What the Diocese of Kentucky may not be sufficiently aware of is that, should TWR not provide a way forward for the vast bulk of the Communion, then the Communion will break apart. On the conditions of TWR certain specific things are asked of ECUSA. These are in fact quite minimal requests, given the sense of outrage and broken trust felt in the majority of the Communion. So if they fail, these requests of ECUSA, the Communion will face certain implosion. The Primates of the Global South, and a majority of the Primates of the Communion, will not be willing to be gathered, and thus whatever holding action the TWR accomplished will have proven vain.

How can this be avoided?

1. By compliance to TWR.

2. Or by a decision to walk apart, in the name of several appeals mentioned above (unique American polity; Holy Spirit, etc).

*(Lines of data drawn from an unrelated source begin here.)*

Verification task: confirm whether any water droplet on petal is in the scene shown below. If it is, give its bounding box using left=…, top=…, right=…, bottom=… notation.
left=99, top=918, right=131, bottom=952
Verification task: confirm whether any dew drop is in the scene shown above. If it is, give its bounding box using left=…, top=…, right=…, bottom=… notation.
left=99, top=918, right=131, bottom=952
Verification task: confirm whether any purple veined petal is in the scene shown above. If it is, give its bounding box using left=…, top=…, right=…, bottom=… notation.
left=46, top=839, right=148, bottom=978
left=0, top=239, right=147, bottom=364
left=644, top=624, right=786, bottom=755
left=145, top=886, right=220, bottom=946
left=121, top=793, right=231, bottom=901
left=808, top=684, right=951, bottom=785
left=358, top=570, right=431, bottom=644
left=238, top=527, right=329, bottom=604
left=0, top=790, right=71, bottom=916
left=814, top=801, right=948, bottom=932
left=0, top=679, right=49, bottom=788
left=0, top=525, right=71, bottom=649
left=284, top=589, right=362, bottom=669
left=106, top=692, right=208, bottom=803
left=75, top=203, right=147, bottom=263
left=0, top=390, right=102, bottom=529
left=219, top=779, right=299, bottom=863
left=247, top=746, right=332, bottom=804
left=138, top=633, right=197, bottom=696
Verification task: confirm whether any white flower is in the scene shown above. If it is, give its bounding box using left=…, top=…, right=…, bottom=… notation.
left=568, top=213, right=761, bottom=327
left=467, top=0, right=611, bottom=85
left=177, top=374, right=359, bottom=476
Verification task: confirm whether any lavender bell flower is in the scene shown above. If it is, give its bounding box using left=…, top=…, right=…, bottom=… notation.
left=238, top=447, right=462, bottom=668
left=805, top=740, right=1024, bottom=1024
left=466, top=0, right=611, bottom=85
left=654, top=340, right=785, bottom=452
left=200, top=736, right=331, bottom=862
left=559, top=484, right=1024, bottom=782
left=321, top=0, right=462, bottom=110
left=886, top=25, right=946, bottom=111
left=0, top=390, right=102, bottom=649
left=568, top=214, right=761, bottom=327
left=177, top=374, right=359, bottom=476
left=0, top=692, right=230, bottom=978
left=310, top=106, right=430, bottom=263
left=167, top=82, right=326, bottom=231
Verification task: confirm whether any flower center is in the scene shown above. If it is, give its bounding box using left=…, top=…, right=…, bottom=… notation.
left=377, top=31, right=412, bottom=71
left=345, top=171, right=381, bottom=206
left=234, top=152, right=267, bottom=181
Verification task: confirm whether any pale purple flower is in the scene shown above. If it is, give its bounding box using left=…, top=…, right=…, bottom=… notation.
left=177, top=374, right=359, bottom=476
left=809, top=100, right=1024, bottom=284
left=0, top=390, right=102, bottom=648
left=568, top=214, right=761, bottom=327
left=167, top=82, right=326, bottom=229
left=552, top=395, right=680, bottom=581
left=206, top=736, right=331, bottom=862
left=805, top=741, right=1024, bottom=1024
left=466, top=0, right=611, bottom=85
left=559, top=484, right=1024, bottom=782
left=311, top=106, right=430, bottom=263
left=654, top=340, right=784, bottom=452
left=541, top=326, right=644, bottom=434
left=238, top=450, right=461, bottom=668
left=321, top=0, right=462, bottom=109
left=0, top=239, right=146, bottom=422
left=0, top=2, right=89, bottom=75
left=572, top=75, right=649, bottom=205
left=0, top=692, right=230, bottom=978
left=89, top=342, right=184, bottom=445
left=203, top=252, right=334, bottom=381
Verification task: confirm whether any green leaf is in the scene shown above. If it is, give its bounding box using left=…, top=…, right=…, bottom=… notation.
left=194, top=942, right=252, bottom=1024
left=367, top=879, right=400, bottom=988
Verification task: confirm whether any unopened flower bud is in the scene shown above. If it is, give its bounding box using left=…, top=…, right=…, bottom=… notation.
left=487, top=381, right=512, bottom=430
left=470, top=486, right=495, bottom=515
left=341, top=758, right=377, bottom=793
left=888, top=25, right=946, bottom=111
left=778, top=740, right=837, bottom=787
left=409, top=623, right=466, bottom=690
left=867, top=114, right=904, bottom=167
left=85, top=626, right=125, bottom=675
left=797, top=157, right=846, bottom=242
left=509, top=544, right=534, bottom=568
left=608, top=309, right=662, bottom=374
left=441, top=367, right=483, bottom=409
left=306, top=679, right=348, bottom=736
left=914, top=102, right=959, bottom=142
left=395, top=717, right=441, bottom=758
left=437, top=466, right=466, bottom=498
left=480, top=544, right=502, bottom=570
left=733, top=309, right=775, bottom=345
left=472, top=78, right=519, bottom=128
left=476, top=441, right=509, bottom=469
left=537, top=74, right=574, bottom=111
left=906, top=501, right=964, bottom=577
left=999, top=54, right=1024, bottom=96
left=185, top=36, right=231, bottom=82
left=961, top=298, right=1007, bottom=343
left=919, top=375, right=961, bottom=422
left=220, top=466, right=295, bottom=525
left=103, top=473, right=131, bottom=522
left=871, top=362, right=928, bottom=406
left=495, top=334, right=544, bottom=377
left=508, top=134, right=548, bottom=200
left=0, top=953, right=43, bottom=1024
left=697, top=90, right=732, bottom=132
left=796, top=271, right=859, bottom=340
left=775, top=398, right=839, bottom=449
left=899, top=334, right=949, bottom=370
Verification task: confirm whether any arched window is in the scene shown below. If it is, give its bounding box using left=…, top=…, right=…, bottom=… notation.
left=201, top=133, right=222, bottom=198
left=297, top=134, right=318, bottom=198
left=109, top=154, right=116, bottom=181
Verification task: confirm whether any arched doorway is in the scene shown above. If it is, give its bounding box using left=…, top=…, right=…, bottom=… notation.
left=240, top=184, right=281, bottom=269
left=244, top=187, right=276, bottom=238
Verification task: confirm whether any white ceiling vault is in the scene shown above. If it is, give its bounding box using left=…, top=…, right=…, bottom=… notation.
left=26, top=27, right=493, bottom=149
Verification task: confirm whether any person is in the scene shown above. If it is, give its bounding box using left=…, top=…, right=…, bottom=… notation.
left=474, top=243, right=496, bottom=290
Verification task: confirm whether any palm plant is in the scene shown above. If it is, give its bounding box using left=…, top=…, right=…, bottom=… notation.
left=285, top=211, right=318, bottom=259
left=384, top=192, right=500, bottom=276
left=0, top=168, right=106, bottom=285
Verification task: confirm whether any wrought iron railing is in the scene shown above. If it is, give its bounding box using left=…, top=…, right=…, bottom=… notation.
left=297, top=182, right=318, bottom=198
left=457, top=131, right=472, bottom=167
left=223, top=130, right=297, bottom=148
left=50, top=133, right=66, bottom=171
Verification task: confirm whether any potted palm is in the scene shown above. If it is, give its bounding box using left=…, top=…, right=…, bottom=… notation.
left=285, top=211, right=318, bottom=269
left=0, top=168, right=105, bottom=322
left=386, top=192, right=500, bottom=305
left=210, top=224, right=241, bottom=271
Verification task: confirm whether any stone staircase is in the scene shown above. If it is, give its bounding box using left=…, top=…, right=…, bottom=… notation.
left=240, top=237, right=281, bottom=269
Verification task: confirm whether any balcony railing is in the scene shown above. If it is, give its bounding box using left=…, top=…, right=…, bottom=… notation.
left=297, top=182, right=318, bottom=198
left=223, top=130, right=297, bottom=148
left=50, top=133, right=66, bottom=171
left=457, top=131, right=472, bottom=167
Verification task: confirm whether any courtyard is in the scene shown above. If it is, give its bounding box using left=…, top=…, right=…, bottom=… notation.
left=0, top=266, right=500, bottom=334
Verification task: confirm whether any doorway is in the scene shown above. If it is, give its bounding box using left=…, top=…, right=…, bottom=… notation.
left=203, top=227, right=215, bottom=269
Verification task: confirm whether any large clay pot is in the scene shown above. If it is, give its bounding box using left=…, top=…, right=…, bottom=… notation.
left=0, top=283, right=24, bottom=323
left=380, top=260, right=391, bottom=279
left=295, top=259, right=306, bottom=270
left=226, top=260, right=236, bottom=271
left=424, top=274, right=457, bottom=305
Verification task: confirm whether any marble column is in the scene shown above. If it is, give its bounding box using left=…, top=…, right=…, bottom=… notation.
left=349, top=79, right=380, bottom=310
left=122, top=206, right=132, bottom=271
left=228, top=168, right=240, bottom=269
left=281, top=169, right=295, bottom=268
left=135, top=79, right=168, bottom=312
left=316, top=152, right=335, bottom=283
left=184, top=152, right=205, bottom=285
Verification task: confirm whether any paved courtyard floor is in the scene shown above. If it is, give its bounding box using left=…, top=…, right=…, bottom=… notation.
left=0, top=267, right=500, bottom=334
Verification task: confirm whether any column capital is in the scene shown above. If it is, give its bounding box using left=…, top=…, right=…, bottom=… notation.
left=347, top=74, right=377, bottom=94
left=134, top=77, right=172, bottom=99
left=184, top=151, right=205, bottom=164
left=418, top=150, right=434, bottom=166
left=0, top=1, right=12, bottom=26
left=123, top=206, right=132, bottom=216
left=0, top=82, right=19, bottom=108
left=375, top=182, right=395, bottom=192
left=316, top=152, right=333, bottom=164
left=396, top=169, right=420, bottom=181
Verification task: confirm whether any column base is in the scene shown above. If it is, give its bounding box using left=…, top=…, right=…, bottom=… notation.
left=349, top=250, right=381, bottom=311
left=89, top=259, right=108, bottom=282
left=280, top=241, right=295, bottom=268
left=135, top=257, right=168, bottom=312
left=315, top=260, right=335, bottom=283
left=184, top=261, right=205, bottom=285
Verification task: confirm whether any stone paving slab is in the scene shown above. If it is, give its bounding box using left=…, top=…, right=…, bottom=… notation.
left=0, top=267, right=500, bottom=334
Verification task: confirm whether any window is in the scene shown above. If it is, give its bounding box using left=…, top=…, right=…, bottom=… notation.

To think that there are other options is to ignore the specific season we are in as a worldwide Communion; or it is to engage in academic debate about the nature of fire when one is raging in the Living Room; or it is to try to buy time when there is none, any longer, for sale.

C. To conclude

My chief point has been to say:

1. It is past time when we can bring academic debate to a Report which in any way presumes to replace that Report, substantively, or formally, because we simply do not have the luxury of buying more time, given the extreme state of rupture;

2. The Report is a satisfactory account of how ECUSA has erred (see e.g. pp 30-31) and how it might rectify that, and that is surely one thing it was meant to be. Academic debate about points in the Report could well be accommodated in time, should they prove cogent and necessary. But to ignore the role of the Report as holding a proverbial ‘finger in the dyke’ would be a fatal mistake. If this Report does not keep the Communion forward, no substitute Report could do so;

3. ECUSA can dispute this or that aspect of the Report, or seek to circumvent its ‘perlocutionary force’ by rhetoric or spin or reductionism; but to the degree to which it does this, it will have destroyed any meaningful sense of the term ‘Communion’ and will not only have gone its own way in 2003, but will have seen to the dissolution of whatever was left of a common Communion identity and mission;

4. For this reason there are only two choices: compliance or choosing to walk apart. Putting things off for later meetings is of course attractive, and there is no reason this could not happen. But the cost is to have walked away, for a season anyway. The door could always stay open for compliance to Communion teaching, repentance, and walking together. In Christ, that door can never be closed.

What is unacceptable is declaring that the vast majority of the Communion, living at present in terms of compliance to TWR, are in a category of ‘leaving.’ They are in fact the ones holding the door open and pleading with ECUSA to comply with Communion teaching. If ECUSA wishes to go its own way, it needs, within the US context, to realize that is what the Windsor Report sees happening, unless it turns back and accepts the joys and the obligations of our Communion life as Anglicans.